In an election year certain to be defined by the growing gap between the wealthy and everyone else, Mitt Romney’s time at Bain Capital—during which he bought and restructured companies for a profit—is a liability. The Romney campaign knows this and has been aggressive in trying to turn Bain into a strength for Romney. In his stump speeches and debate performances, Romney has made Bain the centerpiece of his economic message, and when attacked on his former career, he presents it as a net positive. To wit, here’s how the Romney campaign responded after Newt Gingrich accused him of destroying American jobs:
Mitt Romney comes from the private sector, where the economy is built by hard work and entrepreneurial drive. It’s clear that after 30 years as a Washington insider, Newt Gingrich has no clue how the real world economy works. After 25 years in business, Mitt Romney understands how jobs come and go, and what we need to do to get our economy back on track.
With the The New York Times’s recent revelation that Romney has been collecting income from Bain since leaving in 1999, it might be more difficult for the former Massachusetts governor to play this game. As The Times describes, Romney “negotiated a retirement agreement with his former partners that has paid him a share of Bain’s profits ever since, bringing the Romney family millions of dollars in income each year and bolstering the fortune that has helped finance Mr. Romney’s political aspirations.” What’s more, this income is exempted from the normal marginal tax rates. The Times explains:
[S]ince Mr. Romney’s payouts from Bain have come partly from the firm’s share of profits on its customers’ investments, that income probably qualifies for the 15 percent tax rate reserved for capital gains, rather than the 35 percent that wealthy taxpayers pay on ordinary income. […]
“These are options that are not available to the ordinary taxpayer,” said Victor Fleischer, a law professor at the University of Colorado who studies financial firms. “You continue to take your carried interest—a return on labor, not capital invested—and you’re paying 15 percent on it instead of high marginal income rates.”

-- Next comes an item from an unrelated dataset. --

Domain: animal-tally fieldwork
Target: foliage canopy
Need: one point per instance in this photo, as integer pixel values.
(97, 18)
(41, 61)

In other words, at the same time that he is trying to portray himslf as a champion of the middle class, Romney is collecting large amounts of investment income, paying a low tax rate, and pushing for new policies that would yield him—and others with his wealth—lower taxes and greater income.
By itself, Romney’s time with Bain isn’t enough to sink his standing with a general electorate. But when attached to the revelation that he has continued to profit from layoffs and corporate restructuring, it becomes a potent attack on a candidate who—in appearance and substance—represents the interests of the one percent.